The recovery is proceeding at high speed, but concerns remain over high fuel prices, said Canaccord Genuity analyst Matthew Lee. He notes that the gap between the price of a barrel of oil and jet fuel is widening. While fuel prices were around 40% higher in 2019, the gap is now close to 100%.

Air Canada has optimized its supply, but the analyst still believes that fuel costs will increase due to this discrepancy. “We expect a 50% deviation, rather than 30% in our previous forecast. »

The analyst adds that the recovery is long overdue in Asia due to more severe health restrictions, particularly in China. “As Asia Pacific has historically accounted for 20% of capacity, we believe that improvement in the region is needed for the recovery to be sustainable,” he comments.

Apologies for “temporary” problems

The rapid resumption of air travel, however, caught the global airline industry by surprise as travelers grappled with long lines, delays and even cancellations.

However, the situation has been particularly difficult in Canada, underlines the president and chief executive officer, Michael Rousseau. “We went from a virtual closure of air traffic, which lasted two years, to a return of capacity to almost 80% of 2019 thresholds in just a few months. »

During the conference call, management apologized for the inconvenience experienced by travelers and employees. Air Canada believes this is a temporary situation. “We have never seen demand increase so strongly in such a short period of time,” said Chief Operating Officer Craig Landry.

The situation has improved with regard to flight cancellations, according to a compilation by the aeronautical data firm Cirium.
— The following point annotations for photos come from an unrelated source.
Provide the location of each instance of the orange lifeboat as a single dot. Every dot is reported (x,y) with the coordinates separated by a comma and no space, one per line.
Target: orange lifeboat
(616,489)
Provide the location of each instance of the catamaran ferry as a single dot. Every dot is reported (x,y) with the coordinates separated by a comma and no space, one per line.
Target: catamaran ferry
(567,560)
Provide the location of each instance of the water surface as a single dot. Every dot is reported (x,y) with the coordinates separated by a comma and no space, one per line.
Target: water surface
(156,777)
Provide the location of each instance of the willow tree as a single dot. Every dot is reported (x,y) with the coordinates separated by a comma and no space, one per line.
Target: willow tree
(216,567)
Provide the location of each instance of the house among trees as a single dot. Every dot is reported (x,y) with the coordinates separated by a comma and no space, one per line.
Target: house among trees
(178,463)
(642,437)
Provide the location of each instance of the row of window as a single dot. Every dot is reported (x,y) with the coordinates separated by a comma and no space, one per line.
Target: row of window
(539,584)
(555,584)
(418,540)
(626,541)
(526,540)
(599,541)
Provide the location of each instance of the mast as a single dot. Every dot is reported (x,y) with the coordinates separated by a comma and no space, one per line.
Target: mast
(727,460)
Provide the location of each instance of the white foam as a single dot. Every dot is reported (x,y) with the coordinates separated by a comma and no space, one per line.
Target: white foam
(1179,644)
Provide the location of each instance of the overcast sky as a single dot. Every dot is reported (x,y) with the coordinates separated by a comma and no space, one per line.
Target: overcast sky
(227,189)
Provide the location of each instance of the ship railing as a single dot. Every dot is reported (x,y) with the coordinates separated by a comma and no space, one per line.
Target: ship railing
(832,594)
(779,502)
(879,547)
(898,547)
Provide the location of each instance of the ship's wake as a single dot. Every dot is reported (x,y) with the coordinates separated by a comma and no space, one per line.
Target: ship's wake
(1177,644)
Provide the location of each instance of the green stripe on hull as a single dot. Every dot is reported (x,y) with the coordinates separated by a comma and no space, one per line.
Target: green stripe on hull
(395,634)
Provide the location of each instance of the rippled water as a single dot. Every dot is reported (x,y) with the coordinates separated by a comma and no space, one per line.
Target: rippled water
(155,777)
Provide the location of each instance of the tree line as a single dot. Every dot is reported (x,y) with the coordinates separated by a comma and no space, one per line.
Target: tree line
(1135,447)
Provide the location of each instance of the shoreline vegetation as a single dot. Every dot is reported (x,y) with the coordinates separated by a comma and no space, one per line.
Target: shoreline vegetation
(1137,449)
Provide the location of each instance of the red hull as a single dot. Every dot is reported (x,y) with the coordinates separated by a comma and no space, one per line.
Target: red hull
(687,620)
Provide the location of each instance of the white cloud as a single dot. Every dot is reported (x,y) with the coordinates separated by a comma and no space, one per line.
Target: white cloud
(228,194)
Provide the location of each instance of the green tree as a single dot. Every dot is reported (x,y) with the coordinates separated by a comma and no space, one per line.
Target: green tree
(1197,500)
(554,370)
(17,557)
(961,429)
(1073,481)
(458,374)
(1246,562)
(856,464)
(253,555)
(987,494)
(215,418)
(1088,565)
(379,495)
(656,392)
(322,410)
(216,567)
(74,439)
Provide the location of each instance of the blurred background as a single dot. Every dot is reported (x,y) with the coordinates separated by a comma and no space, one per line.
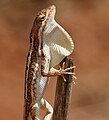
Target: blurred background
(87,21)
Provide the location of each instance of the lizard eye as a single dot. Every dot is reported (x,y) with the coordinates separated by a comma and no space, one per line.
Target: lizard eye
(42,18)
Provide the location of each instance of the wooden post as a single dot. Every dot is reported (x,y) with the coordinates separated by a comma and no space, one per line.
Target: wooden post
(63,93)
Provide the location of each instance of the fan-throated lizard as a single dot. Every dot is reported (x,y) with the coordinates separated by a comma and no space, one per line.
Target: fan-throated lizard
(49,45)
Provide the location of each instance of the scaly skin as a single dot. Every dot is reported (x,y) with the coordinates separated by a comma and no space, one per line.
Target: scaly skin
(38,67)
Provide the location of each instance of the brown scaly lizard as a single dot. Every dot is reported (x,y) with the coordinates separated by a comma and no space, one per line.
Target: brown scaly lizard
(49,45)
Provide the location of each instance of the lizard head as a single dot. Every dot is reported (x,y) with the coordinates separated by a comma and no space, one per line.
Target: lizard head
(45,15)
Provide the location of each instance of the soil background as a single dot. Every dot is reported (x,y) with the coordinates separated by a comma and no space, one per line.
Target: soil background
(87,21)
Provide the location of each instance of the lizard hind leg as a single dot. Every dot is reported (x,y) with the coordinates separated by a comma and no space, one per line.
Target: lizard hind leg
(47,107)
(35,112)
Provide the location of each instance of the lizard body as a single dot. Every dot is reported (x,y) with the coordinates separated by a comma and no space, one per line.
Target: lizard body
(44,45)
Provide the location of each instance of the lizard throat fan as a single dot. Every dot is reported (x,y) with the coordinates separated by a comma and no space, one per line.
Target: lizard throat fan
(56,38)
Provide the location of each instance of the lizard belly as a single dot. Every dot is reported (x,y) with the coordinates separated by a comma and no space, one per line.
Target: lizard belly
(43,81)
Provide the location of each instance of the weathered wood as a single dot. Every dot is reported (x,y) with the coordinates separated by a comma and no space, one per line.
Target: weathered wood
(63,92)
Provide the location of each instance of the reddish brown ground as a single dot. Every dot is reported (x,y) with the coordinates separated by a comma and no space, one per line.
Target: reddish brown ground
(88,23)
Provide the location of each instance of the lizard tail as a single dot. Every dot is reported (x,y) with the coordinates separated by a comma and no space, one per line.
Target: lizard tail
(47,107)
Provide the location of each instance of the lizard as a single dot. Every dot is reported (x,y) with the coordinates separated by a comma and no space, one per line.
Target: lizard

Air Canada canceled 7.36% of its domestic flights between 1er July and July 15. This proportion reached 10.45% at Montréal-Trudeau airport and 8.67% at Pearson airport in Toronto.

The number of canceled domestic flights decreased to 4.17% for the period from July 15 to July 1er August across the country, with an improvement in Montreal (4.76%) and Toronto (5.77%). By comparison, the carrier had canceled 3.33% of its domestic flights in 2019, before the pandemic.

To give an idea of ​​the scale of the rebound, Mr. Landry pointed out that the company had carried out 20,603 flights and transported 1.2 million customers in the second quarter of the previous year. A year later, Air Canada made 84,643 flights for 9.1 million passengers. “It’s a fourfold increase in the number of flights and it represents almost eight times more passengers. »

The results

For the second quarter, Air Canada announced a net loss of 386 million, compared to a net loss of 1.165 billion for the same period last year. The diluted net loss per share reached $1.60, compared to a loss of $3.31 for the same period last year.

Revenues, for their part, multiplied by five to settle at 3.98 billion.

Prior to the earnings release, analysts had expected a net loss of 83 cents per share, according to data firm Refinitiv.

Air Canada shares gained 14 cents, or 0.81%, to $17.53 at the close of trading on the Toronto Stock Exchange.